House Rep. Bob Hasegawa (D-Seattle), who currently represents the 11th District, is running to continue his agenda in the Senate. He seeks a progressive tax system and wants to reprise his role as a minority voice in Olympia.
Political newcomer Kristin Thompson said that for too long Olympia politics have ignored the will of the people, who have consistently rejected taxes by demanding a two-thirds majority on any increases.
Hasegawa has the bigger campaign fund. He comes to the race with $10 in contributions for every $1 Thompson has raised. But Thompson won an endorsement from the Seattle Times for her more moderate stance and speaks to an increasingly conservative District 11.
Thompson is a dental hygienist whose public service experience so far includes the Lindbergh High School pta and work as a volunteer for the Renton School District’s bond and levy efforts. She took over finances at her son’s high school football program and brought it out of $20,000 in debt, she said.
If elected, Thompson said she would not support expanding human services because of the tight economy but that the state must maintain a minimum level.
“We should take care of those who can’t take care of themselves,” she said.
In terms of finding the money to fund the court-ordered $1 billion of additional funding to schools and resolving an additional $1 billion deficit, Thompson was short on details.
She said any taxes would have to go through the voters. As to programs she would cut, Thompson would not go into specifics. She said there’s no way to know what a majority would support until she’s in Olympia.
“Until you get down there and you’re working with the entire legislature, I don’t think you can really come to a consensus,” she said.
Hasegawa is a lifelong Beacon Hill resident with eight years of experience as a representative for District 11.
In his bid for the Senate, Hasegawa presented himself as a continuation of Prentice’s policies as a progressive legislator and a person of color. As a Japanese American, Hasegawa was one of seven representatives of color in the House and would be one of three in the Senate.
“That percentage is dismally low,” he said, noting that District 11 has a majority of people of color.
He said the Senate needs his voice to speak for working families and disadvantaged communities.
His economic policies are markedly left of center in Olympia. Hasegawa continually advocates for policies that pull public funding out of Wall Street.
He favors a state bank that would allow the government to issue bonds and loans to schools and public utilities for construction projects. Currently, private investors hold bonds for public projects.

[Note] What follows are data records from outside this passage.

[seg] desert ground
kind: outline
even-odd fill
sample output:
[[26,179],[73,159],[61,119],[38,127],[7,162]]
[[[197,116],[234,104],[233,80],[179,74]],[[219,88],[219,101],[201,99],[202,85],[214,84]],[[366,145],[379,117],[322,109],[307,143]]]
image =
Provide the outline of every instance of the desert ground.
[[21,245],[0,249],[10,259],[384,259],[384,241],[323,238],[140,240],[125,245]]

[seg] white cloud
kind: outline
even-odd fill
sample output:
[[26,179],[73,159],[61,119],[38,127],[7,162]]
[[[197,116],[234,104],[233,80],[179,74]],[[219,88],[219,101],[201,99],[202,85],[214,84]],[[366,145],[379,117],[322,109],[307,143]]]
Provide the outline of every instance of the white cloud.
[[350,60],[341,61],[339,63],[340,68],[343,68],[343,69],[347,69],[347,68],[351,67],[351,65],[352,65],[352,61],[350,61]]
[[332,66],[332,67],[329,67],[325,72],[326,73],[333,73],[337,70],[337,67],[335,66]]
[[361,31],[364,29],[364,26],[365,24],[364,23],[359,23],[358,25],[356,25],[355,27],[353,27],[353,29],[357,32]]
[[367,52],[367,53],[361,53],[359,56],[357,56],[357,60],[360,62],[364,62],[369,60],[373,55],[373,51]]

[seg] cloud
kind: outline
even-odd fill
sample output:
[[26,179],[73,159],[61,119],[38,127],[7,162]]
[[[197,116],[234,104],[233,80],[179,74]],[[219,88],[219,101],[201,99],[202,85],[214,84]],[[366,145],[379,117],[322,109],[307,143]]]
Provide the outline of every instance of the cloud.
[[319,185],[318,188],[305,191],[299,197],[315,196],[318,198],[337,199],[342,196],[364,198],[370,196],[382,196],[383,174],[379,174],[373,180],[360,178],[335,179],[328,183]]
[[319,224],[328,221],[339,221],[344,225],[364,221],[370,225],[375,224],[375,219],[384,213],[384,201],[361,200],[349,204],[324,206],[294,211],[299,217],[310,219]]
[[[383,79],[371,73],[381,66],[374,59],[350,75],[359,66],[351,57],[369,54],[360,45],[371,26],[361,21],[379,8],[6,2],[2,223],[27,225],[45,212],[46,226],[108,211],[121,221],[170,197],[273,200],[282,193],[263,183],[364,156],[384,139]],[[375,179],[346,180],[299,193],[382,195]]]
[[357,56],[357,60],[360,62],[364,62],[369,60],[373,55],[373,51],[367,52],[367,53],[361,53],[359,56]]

He also supports an income tax on high earners. He would support eliminating the Business and Occupation tax (B&O), but only if an income tax is created to replace the revenue.
With voters consistently rejecting taxes, Hasegawa is working on legislation that would require the government to issue reports on the tax burden distribution in the state. He’s confident the reports would show that low- and middle-income families shoulder a highter tax burden, and this data would support his efforts for a more progressive tax system.
“Then people can see exactly what’s happened to them over the years,” he said.